SXSW: Persuasion and Habit Formation

I sat through an engaging SXSW workshop titled “Psychological Architectures for Persuasive Tech.” The workshop introduced a few key concepts of persuasion, influence,  and how to help people build habits.

The presenter, Brian Cugelman Ph.D, walked us through what he calls the Interactive Influence Model. This model was informed by Robert Cialdini’s popular book, “Influence: The Psychology of Persuasion.” What was interesting about Cugelman’s work is that he used communication design to represent how persuasive messages are shared between different actors. He also developed a process by which he deconstructs the persuasive messaging used in a user interface.

What I appreciated most about the workshop was how Cugelman reframed persuasion, which, at times, is a euphemism for manipulation. Instead of focusing on manipulation, the discussion focused on using persuasion as a catalyst for meaningful behavior change.

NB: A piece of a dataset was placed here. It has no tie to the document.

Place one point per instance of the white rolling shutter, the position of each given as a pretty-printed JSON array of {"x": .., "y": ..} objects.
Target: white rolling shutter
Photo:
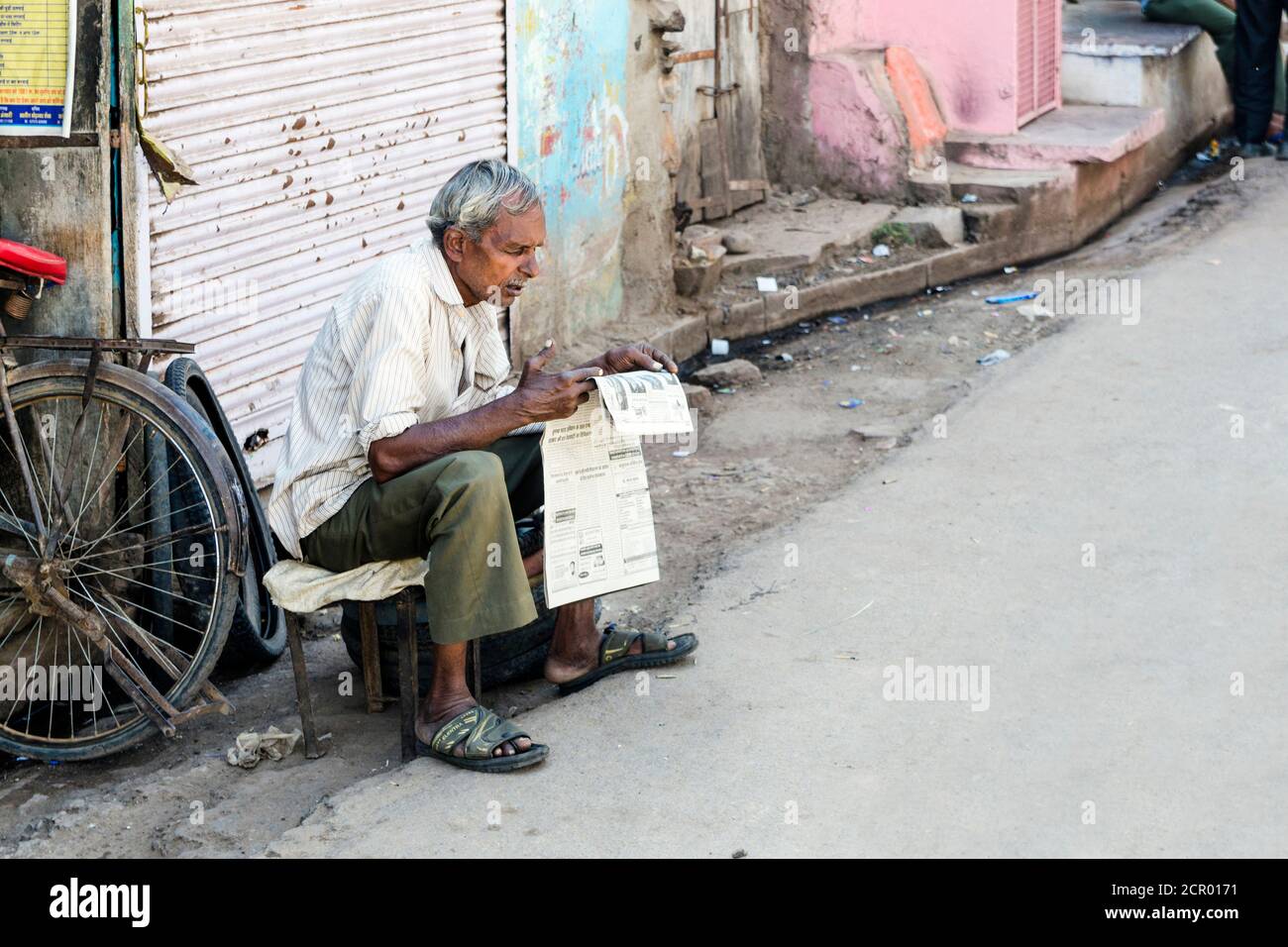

In order for behavior change to set in, new habits have to be formed. There’s a common belief in HCI circles that it takes about 3 weeks to form new habits. Cugelman debunked this as myth – it takes about 66 days to really form new habits, which is a great starting point when designing, say, a fitness mobile application that helps users achieve their goals.

From an experience design standpoint, the workshop was a helpful reminder of how much amazing research is done in academia and how we can better incorporate it when creating digital experiences.